A quarta coluna do edifício Terceira Via: "desenvolvimento com
justiça social" é brilhantemente criticada em dois artigos
por Maranhão e Sigueira. Desmascarando a noção de que o
modelo de desenvolvimento do Brasil desbravou novos terrenos aliando o capital
extractivo aos programas de combate à pobreza, os autores documentam
como a manipulação ideológica do conceito de pobreza feita
pela classe dirigente preservou as estruturas do poder que geraram e perpetuam
a pobreza.
A quinta coluna da construção ideológica da Terceira Via
são os conceitos de "sujeitos autónomos" e de
"novos movimentos sociais". Martin demonstra eficazmente que os
movimentos mais dinâmicos e influentes que provocam mudanças
estruturais são os liderados e dirigidos por ideologias e líderes
orientados pela classe.
Os "novos movimentos sociais" foram fenómenos efémeros
que se mantiveram à margem das grandes lutas políticas e
não desempenharam qualquer papel nas mudanças de regime durante
os últimos quinze anos.
Em dois artigos, Martino e Zacarias fornecem dados e uma teoria que demonstra
que a dinâmica da luta de classes e da consciência de classe foram
os factores determinantes na realização de mudanças
consequentes na correlação das forças políticas.
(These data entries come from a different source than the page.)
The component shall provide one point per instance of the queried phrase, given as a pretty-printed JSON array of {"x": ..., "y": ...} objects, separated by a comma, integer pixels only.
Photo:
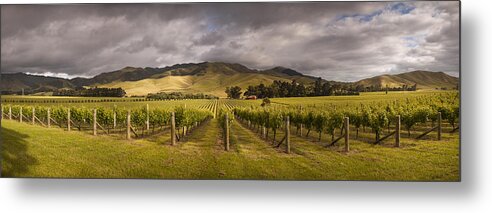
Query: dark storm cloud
[{"x": 335, "y": 40}]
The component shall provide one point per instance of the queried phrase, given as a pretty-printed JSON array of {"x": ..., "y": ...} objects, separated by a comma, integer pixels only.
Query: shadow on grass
[{"x": 14, "y": 155}]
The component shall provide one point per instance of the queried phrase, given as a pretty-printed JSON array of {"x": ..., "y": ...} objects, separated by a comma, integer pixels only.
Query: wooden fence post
[
  {"x": 287, "y": 134},
  {"x": 68, "y": 120},
  {"x": 147, "y": 122},
  {"x": 114, "y": 119},
  {"x": 226, "y": 120},
  {"x": 397, "y": 131},
  {"x": 439, "y": 126},
  {"x": 128, "y": 125},
  {"x": 173, "y": 129},
  {"x": 94, "y": 119},
  {"x": 48, "y": 118},
  {"x": 347, "y": 134},
  {"x": 263, "y": 132},
  {"x": 33, "y": 115}
]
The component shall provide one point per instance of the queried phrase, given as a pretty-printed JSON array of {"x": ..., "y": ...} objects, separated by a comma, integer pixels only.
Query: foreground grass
[{"x": 33, "y": 151}]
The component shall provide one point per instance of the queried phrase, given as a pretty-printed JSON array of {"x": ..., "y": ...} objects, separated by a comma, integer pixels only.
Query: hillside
[
  {"x": 209, "y": 77},
  {"x": 423, "y": 79},
  {"x": 19, "y": 81}
]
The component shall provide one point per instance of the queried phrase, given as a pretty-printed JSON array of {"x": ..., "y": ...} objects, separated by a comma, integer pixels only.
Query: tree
[{"x": 233, "y": 92}]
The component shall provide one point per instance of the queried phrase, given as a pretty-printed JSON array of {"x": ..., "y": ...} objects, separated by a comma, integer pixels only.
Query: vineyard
[{"x": 288, "y": 125}]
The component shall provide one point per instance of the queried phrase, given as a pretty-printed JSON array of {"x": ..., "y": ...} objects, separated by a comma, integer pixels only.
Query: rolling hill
[
  {"x": 210, "y": 78},
  {"x": 423, "y": 79},
  {"x": 19, "y": 81}
]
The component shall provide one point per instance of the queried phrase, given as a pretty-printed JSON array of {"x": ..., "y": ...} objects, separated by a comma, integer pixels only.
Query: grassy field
[
  {"x": 31, "y": 151},
  {"x": 34, "y": 151}
]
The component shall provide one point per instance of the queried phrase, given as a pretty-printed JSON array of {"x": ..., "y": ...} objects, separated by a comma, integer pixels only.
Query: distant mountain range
[{"x": 209, "y": 77}]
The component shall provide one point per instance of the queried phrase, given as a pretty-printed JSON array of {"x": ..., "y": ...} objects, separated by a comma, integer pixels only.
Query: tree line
[
  {"x": 179, "y": 95},
  {"x": 91, "y": 92},
  {"x": 279, "y": 89}
]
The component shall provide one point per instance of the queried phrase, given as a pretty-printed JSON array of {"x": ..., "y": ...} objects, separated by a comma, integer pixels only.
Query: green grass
[{"x": 34, "y": 151}]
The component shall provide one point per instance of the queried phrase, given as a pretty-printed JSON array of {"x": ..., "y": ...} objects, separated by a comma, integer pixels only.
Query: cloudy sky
[{"x": 336, "y": 40}]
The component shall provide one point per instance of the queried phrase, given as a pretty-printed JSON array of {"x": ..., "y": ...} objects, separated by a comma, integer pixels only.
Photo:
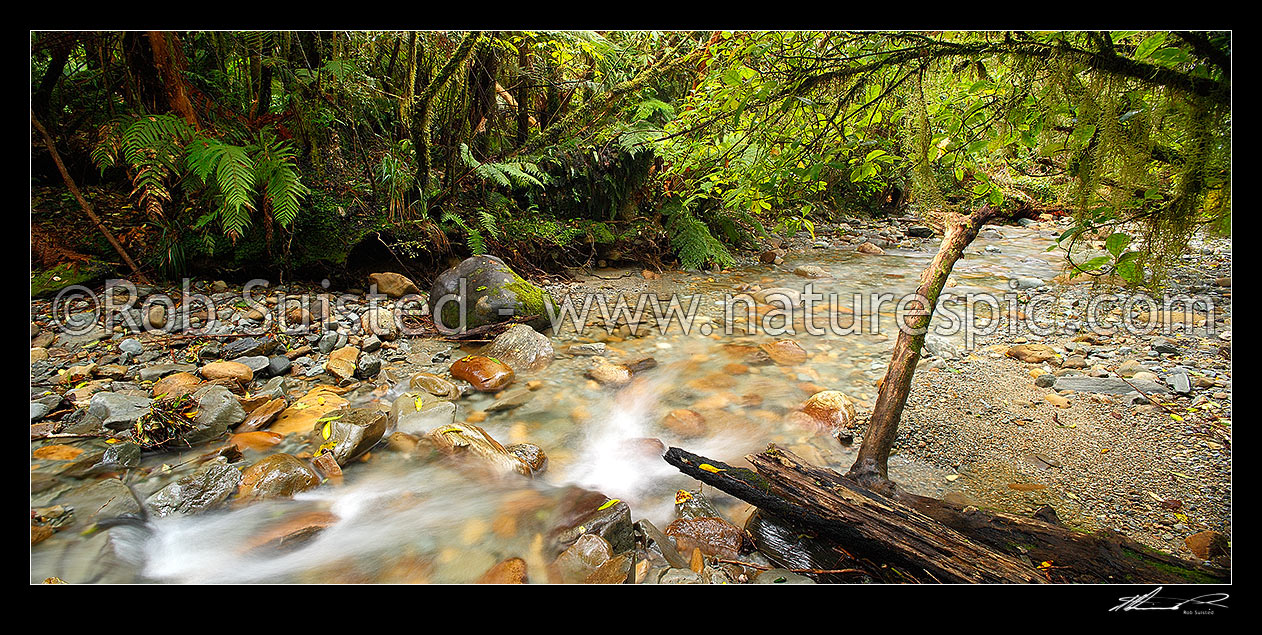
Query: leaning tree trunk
[
  {"x": 871, "y": 463},
  {"x": 171, "y": 65},
  {"x": 924, "y": 539},
  {"x": 83, "y": 203}
]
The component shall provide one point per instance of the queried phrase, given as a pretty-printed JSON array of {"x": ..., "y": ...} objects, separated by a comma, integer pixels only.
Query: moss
[{"x": 64, "y": 274}]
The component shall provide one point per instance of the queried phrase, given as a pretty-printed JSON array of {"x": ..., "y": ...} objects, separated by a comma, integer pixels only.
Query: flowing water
[{"x": 394, "y": 519}]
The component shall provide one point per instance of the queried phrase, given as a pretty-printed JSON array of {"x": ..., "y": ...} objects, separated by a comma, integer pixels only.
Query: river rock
[
  {"x": 393, "y": 284},
  {"x": 511, "y": 571},
  {"x": 684, "y": 423},
  {"x": 263, "y": 415},
  {"x": 232, "y": 370},
  {"x": 277, "y": 476},
  {"x": 810, "y": 272},
  {"x": 1107, "y": 385},
  {"x": 785, "y": 352},
  {"x": 342, "y": 362},
  {"x": 247, "y": 347},
  {"x": 104, "y": 499},
  {"x": 1032, "y": 352},
  {"x": 380, "y": 322},
  {"x": 530, "y": 455},
  {"x": 521, "y": 347},
  {"x": 712, "y": 535},
  {"x": 492, "y": 293},
  {"x": 831, "y": 408},
  {"x": 208, "y": 487},
  {"x": 217, "y": 410},
  {"x": 410, "y": 418},
  {"x": 160, "y": 370},
  {"x": 608, "y": 374},
  {"x": 434, "y": 385},
  {"x": 486, "y": 374},
  {"x": 117, "y": 412}
]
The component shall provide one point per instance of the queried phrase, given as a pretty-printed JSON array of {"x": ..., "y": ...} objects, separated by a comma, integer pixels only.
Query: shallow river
[{"x": 396, "y": 520}]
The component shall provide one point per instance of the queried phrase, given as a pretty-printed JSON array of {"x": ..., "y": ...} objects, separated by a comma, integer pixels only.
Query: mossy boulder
[{"x": 491, "y": 292}]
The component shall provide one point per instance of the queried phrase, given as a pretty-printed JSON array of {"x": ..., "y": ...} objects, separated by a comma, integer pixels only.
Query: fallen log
[
  {"x": 926, "y": 539},
  {"x": 865, "y": 523}
]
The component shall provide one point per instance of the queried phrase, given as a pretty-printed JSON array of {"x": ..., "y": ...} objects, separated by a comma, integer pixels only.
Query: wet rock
[
  {"x": 781, "y": 577},
  {"x": 511, "y": 571},
  {"x": 247, "y": 347},
  {"x": 410, "y": 418},
  {"x": 780, "y": 297},
  {"x": 370, "y": 365},
  {"x": 684, "y": 423},
  {"x": 174, "y": 386},
  {"x": 587, "y": 350},
  {"x": 785, "y": 352},
  {"x": 533, "y": 456},
  {"x": 117, "y": 412},
  {"x": 231, "y": 370},
  {"x": 1032, "y": 352},
  {"x": 162, "y": 370},
  {"x": 278, "y": 476},
  {"x": 591, "y": 561},
  {"x": 492, "y": 293},
  {"x": 393, "y": 284},
  {"x": 434, "y": 385},
  {"x": 381, "y": 323},
  {"x": 831, "y": 408},
  {"x": 608, "y": 374},
  {"x": 263, "y": 415},
  {"x": 712, "y": 535},
  {"x": 342, "y": 362},
  {"x": 521, "y": 347},
  {"x": 352, "y": 434},
  {"x": 104, "y": 499},
  {"x": 1207, "y": 545},
  {"x": 258, "y": 364},
  {"x": 1107, "y": 385},
  {"x": 486, "y": 374},
  {"x": 1180, "y": 383},
  {"x": 208, "y": 487},
  {"x": 217, "y": 410},
  {"x": 278, "y": 365},
  {"x": 131, "y": 346},
  {"x": 461, "y": 439},
  {"x": 591, "y": 513},
  {"x": 810, "y": 272}
]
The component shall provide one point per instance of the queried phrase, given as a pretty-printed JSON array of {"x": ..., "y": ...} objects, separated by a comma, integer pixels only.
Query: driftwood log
[{"x": 929, "y": 540}]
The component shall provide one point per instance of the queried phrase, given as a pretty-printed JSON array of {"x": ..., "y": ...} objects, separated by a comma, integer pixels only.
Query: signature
[{"x": 1151, "y": 602}]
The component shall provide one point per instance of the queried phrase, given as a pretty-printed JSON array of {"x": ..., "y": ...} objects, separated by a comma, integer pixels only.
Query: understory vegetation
[{"x": 314, "y": 153}]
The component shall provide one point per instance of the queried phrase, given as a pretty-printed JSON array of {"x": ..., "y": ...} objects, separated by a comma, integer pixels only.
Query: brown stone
[
  {"x": 486, "y": 374},
  {"x": 684, "y": 423},
  {"x": 263, "y": 415},
  {"x": 174, "y": 386},
  {"x": 232, "y": 370},
  {"x": 511, "y": 571}
]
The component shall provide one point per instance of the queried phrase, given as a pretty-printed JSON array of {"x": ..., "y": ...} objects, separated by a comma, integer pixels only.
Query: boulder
[
  {"x": 492, "y": 293},
  {"x": 521, "y": 347},
  {"x": 393, "y": 284},
  {"x": 208, "y": 487},
  {"x": 278, "y": 476},
  {"x": 486, "y": 374}
]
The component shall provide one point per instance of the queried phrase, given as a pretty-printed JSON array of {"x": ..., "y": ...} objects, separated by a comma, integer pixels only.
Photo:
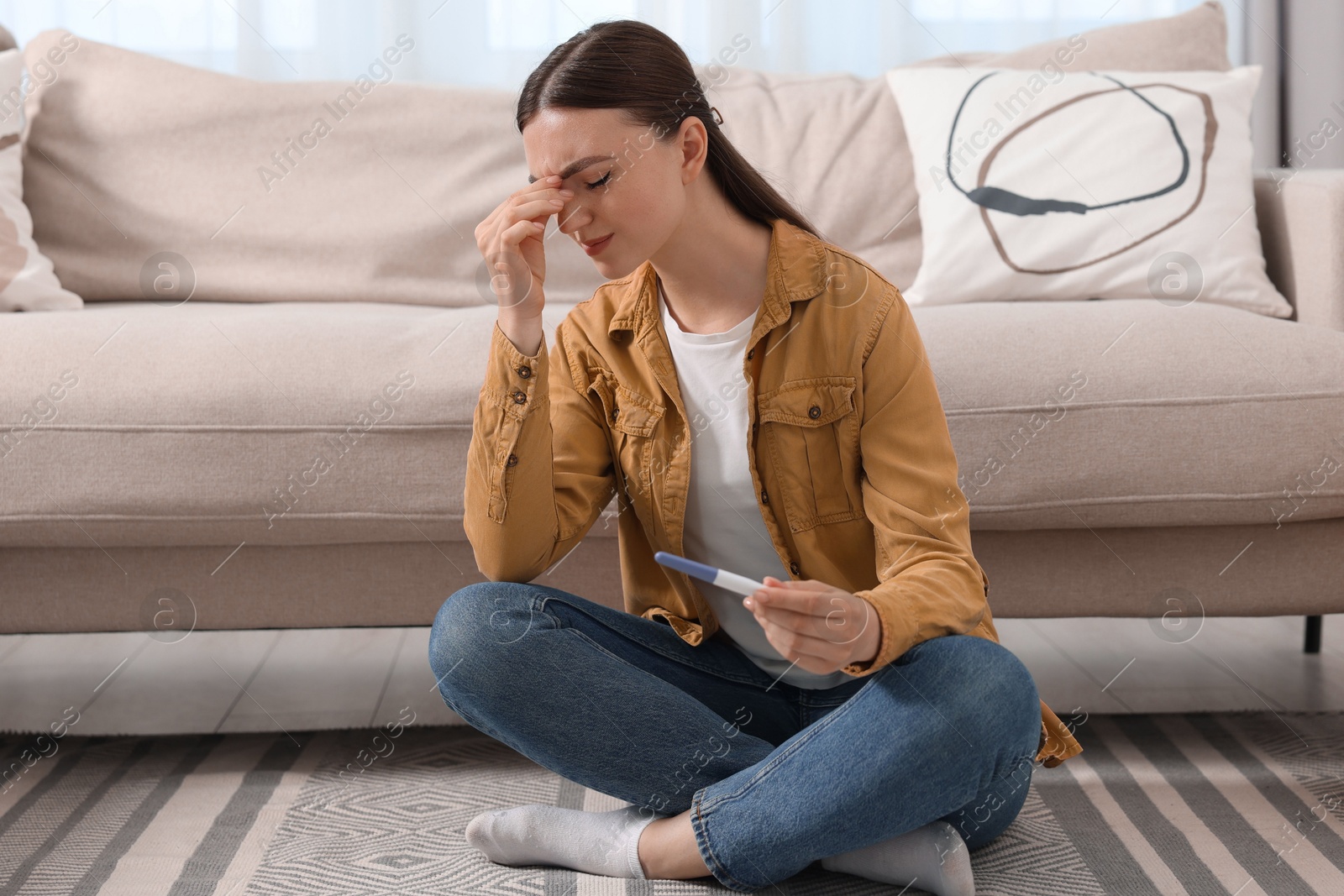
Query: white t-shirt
[{"x": 723, "y": 526}]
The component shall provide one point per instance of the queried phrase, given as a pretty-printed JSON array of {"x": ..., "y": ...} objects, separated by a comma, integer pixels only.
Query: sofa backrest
[{"x": 371, "y": 190}]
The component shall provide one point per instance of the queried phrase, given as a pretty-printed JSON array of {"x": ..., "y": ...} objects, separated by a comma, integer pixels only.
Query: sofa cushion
[
  {"x": 27, "y": 282},
  {"x": 1126, "y": 412},
  {"x": 837, "y": 144},
  {"x": 327, "y": 422},
  {"x": 217, "y": 423},
  {"x": 132, "y": 161}
]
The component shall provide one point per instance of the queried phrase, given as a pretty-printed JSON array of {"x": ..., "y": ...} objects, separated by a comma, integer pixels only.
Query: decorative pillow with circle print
[
  {"x": 1092, "y": 184},
  {"x": 27, "y": 277}
]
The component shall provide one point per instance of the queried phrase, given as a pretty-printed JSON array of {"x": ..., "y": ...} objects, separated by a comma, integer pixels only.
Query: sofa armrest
[{"x": 1301, "y": 223}]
Zacarias foca os movimentos ambientalistas, sublinha a importância da
análise de classe para a identificação das classes
(dirigentes) como o principal agente fundamentalmente responsável pela
degradação climática e das classes trabalhadoras e rurais
como as mais gravemente afectadas pela poluição ambiental.
No seu conjunto, estes artigos demonstram como a ideologia da Terceira Via e o
projecto neoliberal se completam uma à outra, como a classe dirigente
neoliberal privatiza a economia e reprime as massas, enquanto as ONG
despolitizam e desviam os trabalhadores e os sub-proletários urbanos
para organizações colaboracionistas de classe.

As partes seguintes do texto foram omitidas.